What do I like about it? For one, the core concept is incredibly strong. Our hero, Mitch Shelley (aka Resurrection Man himself) has been granted the unique ability to never die — any time something would kill him, he simply pops back to life about a half hour later. Each time he does so, he manifests a new superpower, seemingly at random. This debut issue sees Mitch gaining control of magnetism and then possessing the ability to turn into water. A power set like that means that Abnett and co-writer Andy Lanning can keep things creative on the superhero front for a long time.
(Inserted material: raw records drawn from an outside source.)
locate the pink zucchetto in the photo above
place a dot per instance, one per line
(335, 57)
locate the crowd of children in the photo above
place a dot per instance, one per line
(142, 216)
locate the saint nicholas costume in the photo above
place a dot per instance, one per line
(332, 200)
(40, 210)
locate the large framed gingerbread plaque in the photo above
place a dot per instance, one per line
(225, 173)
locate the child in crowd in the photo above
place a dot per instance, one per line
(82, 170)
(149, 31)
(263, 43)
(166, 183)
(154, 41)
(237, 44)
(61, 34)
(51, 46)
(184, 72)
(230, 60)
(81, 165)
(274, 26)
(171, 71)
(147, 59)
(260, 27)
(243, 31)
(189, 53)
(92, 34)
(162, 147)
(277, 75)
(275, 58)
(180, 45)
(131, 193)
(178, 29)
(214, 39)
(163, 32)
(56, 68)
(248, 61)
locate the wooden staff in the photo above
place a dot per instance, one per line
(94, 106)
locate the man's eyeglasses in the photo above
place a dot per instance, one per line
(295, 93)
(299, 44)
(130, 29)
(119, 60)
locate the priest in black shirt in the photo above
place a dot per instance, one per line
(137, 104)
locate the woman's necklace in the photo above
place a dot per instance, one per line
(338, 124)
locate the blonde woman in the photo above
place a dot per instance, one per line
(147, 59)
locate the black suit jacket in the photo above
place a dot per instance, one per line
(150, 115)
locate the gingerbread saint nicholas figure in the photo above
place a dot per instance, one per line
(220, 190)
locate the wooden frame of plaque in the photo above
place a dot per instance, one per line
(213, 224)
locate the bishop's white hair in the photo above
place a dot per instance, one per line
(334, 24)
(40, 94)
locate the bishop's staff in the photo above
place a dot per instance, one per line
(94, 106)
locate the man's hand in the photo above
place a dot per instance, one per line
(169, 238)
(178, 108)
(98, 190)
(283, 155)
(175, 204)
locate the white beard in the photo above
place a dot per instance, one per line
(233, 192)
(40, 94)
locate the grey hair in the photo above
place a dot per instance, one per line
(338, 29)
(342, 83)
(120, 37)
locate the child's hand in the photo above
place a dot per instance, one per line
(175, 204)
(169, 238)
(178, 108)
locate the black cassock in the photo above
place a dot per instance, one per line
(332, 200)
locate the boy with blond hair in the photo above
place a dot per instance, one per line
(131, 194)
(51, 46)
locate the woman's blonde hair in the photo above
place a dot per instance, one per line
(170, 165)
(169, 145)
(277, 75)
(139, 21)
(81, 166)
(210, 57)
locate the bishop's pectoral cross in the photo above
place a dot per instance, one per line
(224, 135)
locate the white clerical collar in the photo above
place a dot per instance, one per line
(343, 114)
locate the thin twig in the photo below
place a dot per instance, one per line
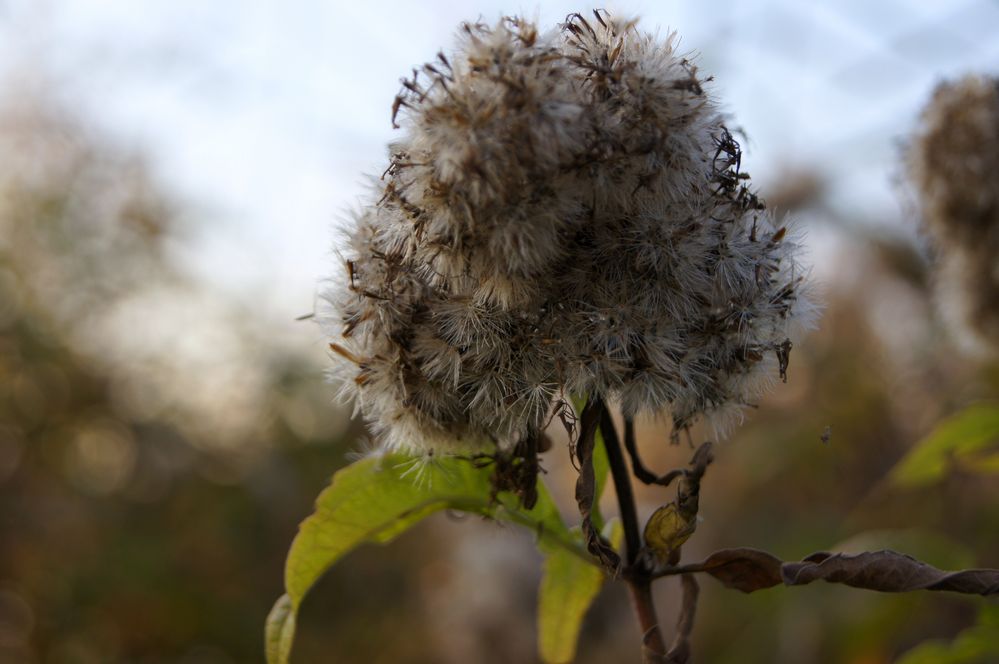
(639, 469)
(586, 487)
As you might imagine, Mitch’s ability is both a blessing and a curse. The cost of superpowers and immortality is a lot of pain and a lot of confusion. We find out halfway through this issue that Shelley’s soul is in high demand among the creatures of the afterlife — both Heaven and Hell have seemingly sent agents to retrieve it. Shelley, meanwhile, just wants to help people; he’s compelled by his abilities to do, in his words, “a new… thing I just have to do” every time he comes back.
That vagueness is the biggest thing that hurts this issue, in my opinion. I understand the need for mysteries, especially in a debut — readers need some hook to keep coming back — but I might have liked a little more explanation nonetheless. What is Shelley doing in the first place, for instance? Presumably he hops on a jet to Portland to save someone there, but we don’t know that for sure. Also, why does this first issue’s main antagonist, named simply “Sue,” feel compelled to “escort [Mitch] off the flight” before catastrophe strikes? Wouldn’t he just regenerate anyway — he can’t die, right? I’m sure there are answers to both those questions, but I feel it’s strange to leave two such major plot points open from the word “go;” Abnett and Lanning are trusting on their hero being compelling enough to carry us through to the second issue.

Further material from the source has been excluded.